Quaker Life annual conference 2008
‘Perhaps the defining feature of Quakerism is that it cannot be defined’, was Barbara Windle’s opening comment on the subject of this conference, which is part of a process of re-examining the identity of British Quakerism for our time initiated by Quaker Life.
Just what our identity as Friends consists of seems to be a continuous problem, and in the weekend’s first session Alex Wildwood gave a convincing presentation of how this has come about. He described the development of British Quakerism from a distinctive and universalist understanding of Christianity in the 17th Century, to the very broad movement of today. This includes both liberal Christianity and what he calls the ‘new spiritualities’, ranging from eastern religions and growth psychology, to pagan, ‘New Age’, feminist and Green movements.
Alex urged us to embrace our unique position as a ‘bridge’ between traditional Christianity and the new spiritualities, and to recognise it as a ‘Spirit-led’ process in which all the aspects of contemporary Quakerism are essential. ‘For us to cut ourselves off from our Christian roots would be catastrophic,’ he argued. But equally he calls for us to recognise and welcome the growth in consciousness that is expressed in the new spiritualities. Alex also offered his own contribution to expressing ‘the heart of our Quaker faith’ as ‘a life lived under guidance’.
Our own attempts in discussion groups to express the distinctive identity of British Quakers were predictably inconclusive. There was the usual list of ‘Quakerly’ characteristics: acceptance of diversity, being comfortable with uncertainty, being ‘seekers’ who recognise the inadequacy of words to define our experience. There was an assertion of the rootedness of our faith in personal experience and the indivisibility of faith and practice, which still begs the question of what our ‘faith’ consists of.
For me, the most challenging aspect of this discussion was the contribution of David Boulton, a well-known and much-published ‘non-theist’ Friend. He gave an articulate and persuasive account of his ‘religious humanist’ convictions, which exclude a belief in any spiritual reality. For him religious language is poetry that expresses purely human values, and belief in a spiritual realm ‘even when smuggled in under the guise of transcendence or mysticism’ is akin to believing in ‘goblins, ghosts and Gandalf’s magic staff’.
I don’t think I was alone in finding this expression of Quaker diversity stretching the limits of any conceivable shared faith or identity. While I understand and recognise the force of David’s arguments for an entirely rationalist and materialist world-view, there is a fundamental difference not just in our language and symbolism but in the nature of our experience. This doesn’t make me ‘right’ and him ‘wrong’, but it does challenge the existence of any shared faith or identity for a Religious Society that can include such radically incompatible experiences of reality.

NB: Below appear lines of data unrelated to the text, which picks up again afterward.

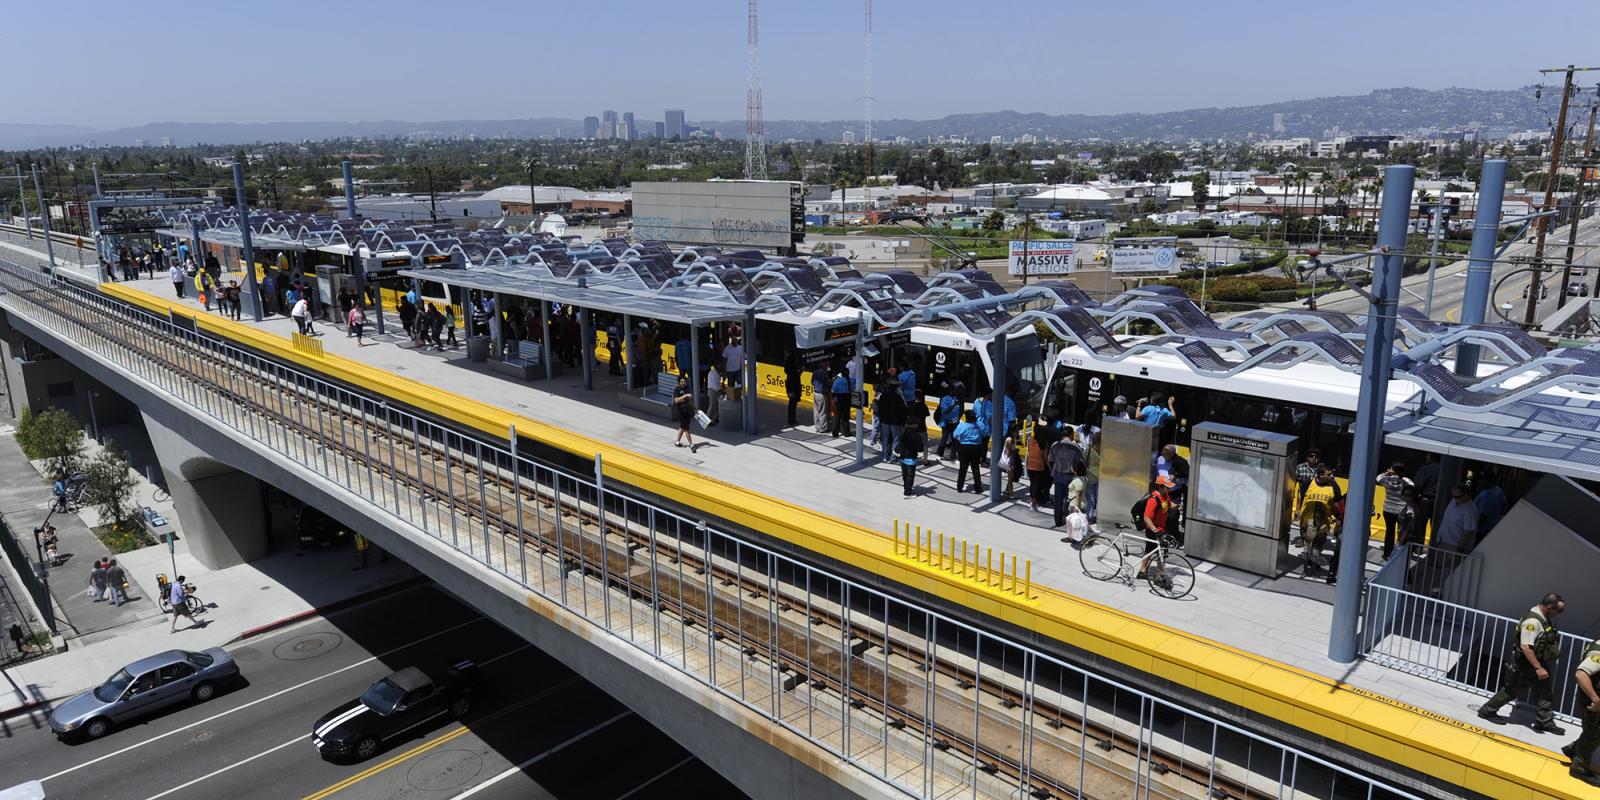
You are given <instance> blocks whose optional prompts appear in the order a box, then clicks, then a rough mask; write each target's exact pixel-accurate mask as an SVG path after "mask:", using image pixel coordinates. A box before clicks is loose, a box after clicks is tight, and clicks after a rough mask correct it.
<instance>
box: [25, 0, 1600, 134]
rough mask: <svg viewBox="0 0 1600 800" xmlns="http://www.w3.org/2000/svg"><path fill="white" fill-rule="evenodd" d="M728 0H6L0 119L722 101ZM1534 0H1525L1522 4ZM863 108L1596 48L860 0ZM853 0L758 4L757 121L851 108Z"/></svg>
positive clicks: (853, 59) (1248, 6)
mask: <svg viewBox="0 0 1600 800" xmlns="http://www.w3.org/2000/svg"><path fill="white" fill-rule="evenodd" d="M744 10H746V3H742V2H739V0H717V2H712V0H613V2H606V3H586V2H581V0H558V2H547V0H534V2H526V0H525V2H520V3H510V2H480V0H450V2H440V0H429V2H422V0H384V2H370V0H368V2H360V0H357V2H349V0H318V2H301V0H237V2H235V0H221V2H218V0H210V2H205V3H198V2H170V0H144V2H123V0H115V2H109V0H86V2H77V3H40V2H21V0H19V2H11V3H5V21H3V27H0V77H3V80H0V109H3V114H0V122H21V123H74V125H88V126H96V128H112V126H125V125H139V123H146V122H157V120H163V122H272V120H378V118H403V120H440V118H518V117H571V118H576V117H582V115H587V114H598V112H600V110H602V109H616V110H634V112H635V114H638V117H640V118H642V120H659V118H661V112H662V109H664V107H682V109H686V112H688V117H690V120H738V118H742V117H744V75H746V69H744V64H746V48H744V30H746V16H744ZM1534 10H1536V11H1538V13H1534ZM874 14H875V32H874V40H872V50H874V53H872V59H874V75H872V85H874V94H875V96H877V112H875V117H878V118H890V117H910V118H931V117H942V115H946V114H958V112H981V110H1000V109H1016V110H1038V112H1050V114H1066V112H1088V114H1106V112H1126V110H1176V109H1187V107H1200V106H1240V104H1256V102H1272V101H1280V99H1293V98H1309V96H1320V94H1352V93H1365V91H1370V90H1373V88H1387V86H1406V85H1410V86H1422V88H1442V86H1474V88H1510V86H1522V85H1528V83H1536V82H1538V80H1539V75H1538V72H1536V70H1538V69H1539V67H1554V66H1563V64H1566V62H1570V61H1578V62H1579V64H1581V66H1582V62H1584V61H1600V48H1597V46H1595V34H1597V32H1600V3H1597V2H1595V0H1579V2H1574V3H1544V5H1517V3H1507V2H1504V0H1493V2H1490V0H1450V2H1443V3H1400V2H1394V0H1381V2H1378V0H1346V2H1342V3H1282V2H1277V3H1267V2H1243V0H1213V2H1208V3H1198V2H1192V0H1189V2H1184V0H1150V2H1141V0H1099V2H1088V3H1085V2H1056V3H1032V2H997V0H966V2H954V0H877V2H875V3H874ZM862 54H864V48H862V2H861V0H853V2H846V0H782V2H776V0H763V2H762V77H763V86H765V99H766V118H770V120H776V118H859V117H861V114H862V102H861V98H862V96H864V94H866V93H864V88H862Z"/></svg>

On the final day there was a dramatic shift in gear, with a presentation by Rex Ambler on ‘the prophetic message of early Friends, and its relevance for the 21st Century’. Rex began with a close reading of some rather obscure early Quaker writings. As an academic historian he is clearly in his element interpreting the texts and contexts of 17th Century Friends. He is also a speaker with a gift for Ministry, which could be felt throughout the room as he summarised his understanding of the original Quaker message:
“The early Quakers did not teach a belief. They did not urge people to believe the statement that there is ‘that of God in everyone’. Instead they directed people to look within themselves, to the Truth of their own experience as revealed by the Light in their consciences.”
They turned people away from outward authorities and rituals, to a practice of ‘waiting in the Light’, which enabled them to gain ‘a sight of themselves’; to wake up to who they really were. This enabled them to see the world without illusion, deceit or pretence, and to recognise the presence of the Light within each person. The ‘Unity in the Light’ which results from this shared experience of awakening is not a ‘unity of opinion’, but a sense of communion based on acceptance of themselves and of other people as they are.
In the final session Beth Allen responded to some disquiet from Friends about our seeming inability to find common statements of faith with the reminder that ‘we are not a People of the Book’. We do not put our confidence in structures and statements, but in a shared practice – ‘a way of worship that teaches and transforms us’. Alex Wildwood also drew our attention to the contribution that Quaker spirituality has to offer in the rapidly escalating ecological and economic crisis that we are beginning to live through, if we can rediscover its prophetic power to reshape lives and communities.
One of the strongest messages from many contributors to the conference was the need for Friends to talk more openly about our beliefs and our experiences; not to sidestep our differences in the convenient silence of Quaker worship. Quaker Life is planning to help with this process by producing a study pack for use by Local Meetings to use in exploring our Quaker identity.